– 2018 marked by strengthening of executive
team, expansion of commercial organization, bolstering of clinical
and health economic data, and achievement of important regulatory
milestones –
– REDUCE study per protocol planned interim
analysis showed statistical significance in the first 45 patients
on the primary endpoint of improvement in bowel cleanliness from
baseline –
– Market development activities associated with
salesforce expansion is driving a robust pipeline of potential
customers in support of full commercial launch of the Pure-Vu®
System in the U.S. in 2019 –
Motus GI Holdings, Inc., (NASDAQ: MOTS) ("Motus GI" or the
"Company"), a medical technology company dedicated to improving
clinical outcomes and enhancing the cost-efficiency of colonoscopy,
today reported its financial results for the full year ended
December 31, 2018 and provided its 2019 business outlook.
“I am pleased with our 2018 accomplishments which reflect
significant and sustained progress in several key areas. Since we
successfully completed our IPO and began trading on NASDAQ in
February 2018, we have attracted key talent in both our executive
and commercial leadership roles, bolstered our rapidly expanding
compendium of clinical and health economic data, and began
execution of our market development program to drive momentum into
the full commercial launch of the Pure-Vu® System,” commented, Tim
Moran, Chief Executive Officer of Motus GI. “The statistically
significant interim data from the REDUCE study conducted in
real-world settings and generating clinical experience with
important thought leaders in our field, solidifies our belief that
our revolutionary Pure-Vu® System technology will not only allow
physicians to improve the time associated with completing a high
quality, successful colonoscopy, but will also provide hospitals
with a potential solution for improving the total cost of
care.”
“From a technology perspective, we are preparing to file a
special 510(k) for the second generation of our Pure-Vu® System,
which has the same cleansing power of the first generation with a
more user-friendly, compact and mobile design. We believe these
enhancements will be important to drive market adoption. We also
believe that the methodical approach we have taken to
commercialization has positioned us for a successful inpatient
market launch of the Pure-Vu® System in 2019. We believe 2019 will
be a landmark year for Motus GI, and I am excited to lead Motus
into our next phase of growth for the Company.”

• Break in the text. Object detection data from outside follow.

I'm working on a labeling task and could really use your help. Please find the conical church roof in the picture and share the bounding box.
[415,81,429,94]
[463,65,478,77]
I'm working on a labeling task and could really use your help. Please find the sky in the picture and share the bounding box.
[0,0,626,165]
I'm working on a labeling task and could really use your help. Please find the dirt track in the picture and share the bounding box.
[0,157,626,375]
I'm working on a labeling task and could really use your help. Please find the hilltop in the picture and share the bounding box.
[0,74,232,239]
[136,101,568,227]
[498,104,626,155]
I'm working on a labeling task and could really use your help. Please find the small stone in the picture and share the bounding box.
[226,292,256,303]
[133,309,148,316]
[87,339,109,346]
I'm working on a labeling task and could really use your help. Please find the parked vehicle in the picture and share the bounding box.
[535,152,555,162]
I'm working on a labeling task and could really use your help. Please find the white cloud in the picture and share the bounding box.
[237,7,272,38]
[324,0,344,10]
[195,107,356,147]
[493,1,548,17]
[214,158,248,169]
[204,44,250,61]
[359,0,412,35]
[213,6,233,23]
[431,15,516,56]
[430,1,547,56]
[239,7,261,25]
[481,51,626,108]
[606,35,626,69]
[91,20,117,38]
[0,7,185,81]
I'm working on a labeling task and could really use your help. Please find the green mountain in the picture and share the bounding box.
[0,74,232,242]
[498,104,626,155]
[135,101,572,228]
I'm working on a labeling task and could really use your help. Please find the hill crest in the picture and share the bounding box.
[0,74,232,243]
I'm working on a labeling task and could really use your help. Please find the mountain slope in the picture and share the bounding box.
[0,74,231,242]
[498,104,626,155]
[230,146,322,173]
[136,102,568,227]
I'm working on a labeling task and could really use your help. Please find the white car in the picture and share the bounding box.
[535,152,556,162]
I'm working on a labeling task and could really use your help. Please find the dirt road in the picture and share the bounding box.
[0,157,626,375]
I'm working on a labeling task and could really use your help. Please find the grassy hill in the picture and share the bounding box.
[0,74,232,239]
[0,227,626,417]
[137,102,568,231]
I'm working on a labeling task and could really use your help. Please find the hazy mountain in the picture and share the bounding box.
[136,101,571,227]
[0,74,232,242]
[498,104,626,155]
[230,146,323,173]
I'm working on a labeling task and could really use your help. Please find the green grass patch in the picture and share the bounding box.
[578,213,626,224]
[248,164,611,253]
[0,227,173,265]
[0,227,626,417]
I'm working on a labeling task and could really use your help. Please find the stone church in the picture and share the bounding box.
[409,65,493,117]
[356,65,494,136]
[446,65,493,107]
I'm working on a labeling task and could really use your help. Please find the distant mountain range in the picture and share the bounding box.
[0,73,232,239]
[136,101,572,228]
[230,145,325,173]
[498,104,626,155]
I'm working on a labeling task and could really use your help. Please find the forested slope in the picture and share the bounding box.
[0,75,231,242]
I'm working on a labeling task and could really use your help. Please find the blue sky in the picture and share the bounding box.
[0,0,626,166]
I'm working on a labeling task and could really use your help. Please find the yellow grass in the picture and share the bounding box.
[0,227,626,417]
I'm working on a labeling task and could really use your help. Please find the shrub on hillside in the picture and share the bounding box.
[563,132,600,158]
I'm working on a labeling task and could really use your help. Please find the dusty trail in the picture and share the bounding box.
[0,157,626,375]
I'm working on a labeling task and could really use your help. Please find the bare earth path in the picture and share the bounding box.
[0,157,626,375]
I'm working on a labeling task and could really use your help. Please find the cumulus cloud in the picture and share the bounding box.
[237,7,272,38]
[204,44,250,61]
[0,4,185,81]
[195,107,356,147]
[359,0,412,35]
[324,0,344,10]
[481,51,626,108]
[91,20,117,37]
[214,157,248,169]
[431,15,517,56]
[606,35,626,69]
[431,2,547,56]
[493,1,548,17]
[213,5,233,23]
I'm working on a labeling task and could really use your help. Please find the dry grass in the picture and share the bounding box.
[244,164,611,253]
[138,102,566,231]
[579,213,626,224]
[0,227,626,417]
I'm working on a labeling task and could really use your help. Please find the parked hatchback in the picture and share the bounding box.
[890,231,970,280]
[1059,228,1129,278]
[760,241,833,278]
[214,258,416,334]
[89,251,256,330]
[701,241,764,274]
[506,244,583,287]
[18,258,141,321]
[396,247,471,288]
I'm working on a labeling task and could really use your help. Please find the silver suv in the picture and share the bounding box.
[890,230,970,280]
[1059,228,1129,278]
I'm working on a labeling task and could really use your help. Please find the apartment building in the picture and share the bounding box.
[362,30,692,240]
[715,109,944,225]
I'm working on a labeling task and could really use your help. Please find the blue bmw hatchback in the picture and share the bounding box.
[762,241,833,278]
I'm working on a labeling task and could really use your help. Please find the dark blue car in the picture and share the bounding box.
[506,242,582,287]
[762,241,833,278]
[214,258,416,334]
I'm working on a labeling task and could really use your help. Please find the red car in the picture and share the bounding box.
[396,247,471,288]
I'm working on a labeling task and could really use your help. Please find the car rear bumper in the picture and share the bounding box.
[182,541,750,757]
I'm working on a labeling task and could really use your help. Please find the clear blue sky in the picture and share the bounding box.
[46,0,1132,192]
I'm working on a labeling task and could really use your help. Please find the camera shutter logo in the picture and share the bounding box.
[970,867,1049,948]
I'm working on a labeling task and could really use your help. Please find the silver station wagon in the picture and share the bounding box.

Recent Corporate Highlights
- Strengthened intellectual property
portfolio with issuance of additional patents related to the
Pure-Vu® System to expand global patent estate to support strategic
pathway for the Pure-Vu® System to become standard of care.
- Announced that its manuscript titled,
“An intra-procedural endoscopic cleansing device for achieving
adequate colon preparation in poorly prepped patients,” was
published in the peer-reviewed Journal of Clinical Gastroenterology
and its manuscript titled, “A novel device for intra-colonoscopy
cleansing of inadequately prepared colonoscopy patients – a
feasibility study,” was published in the peer-reviewed journal,
Endoscopy.
- Successfully closed a follow-on public
offering of 5,750,000 shares of its common stock to help fund
commercialization activities, research and development activities,
including clinical and regulatory development and the continued
development and enhancement of the Pure-Vu® System, and for working
capital and other general corporate purposes. Gross proceeds from
the offering were approximately $15.5 million.
- Received special 510(k) clearance from
the U.S. Food and Drug Administration (FDA) and announced the first
successful clinical cases were completed in late October with the
Company’s Pure-Vu® Slim Sleeve, a compatible extension to the
Pure-Vu® System for slim colonoscopes. The Pure-Vu® Slim Sleeve
further improves ease of use and enables access to the full
colonoscopy market where Motus GI estimates, through consultation
with colonoscope manufacturing companies, approximately 30% of U.S.
procedures are performed with a slim colonoscope and growing. The
Pure-Vu® Slim Sleeve has been designed to be compatible with
smaller diameter and more flexible slim colonoscopes with
additional enhancements to the Company’s low friction lubricious
coating technology to aid in navigation through the colon and has
the same cleansing performance as the standard Pure-Vu® Sleeve and
both versions work with the same Pure-Vu® workstation control
system.
- Presented positive clinical data from a
U.S. prospective invesitagor-initiated clinical study at the
American College of Gastroenterology (ACG) 2018 Annual Meeting
demonstrating safety and effectiveness of the Pure-Vu® System in
patients who had minimal preparation regimens and who were allowed
to consume solid food the day before the procedure. Patients in the
study had an average baseline Boston Bowel Preparation Scale
(BBPS), a validated and widely used measure with a 0 to 9 point
scale, of 3.67±2.86 which was improved to an average of 8.91±0.35
(p value <0.0001) following use of the Pure-Vu® System. The
results were statistically significant and the post-cleansing BBPS
score is meaningfully higher than results generally seen with
standard liquid diet plus purgative-based bowel prep regimens.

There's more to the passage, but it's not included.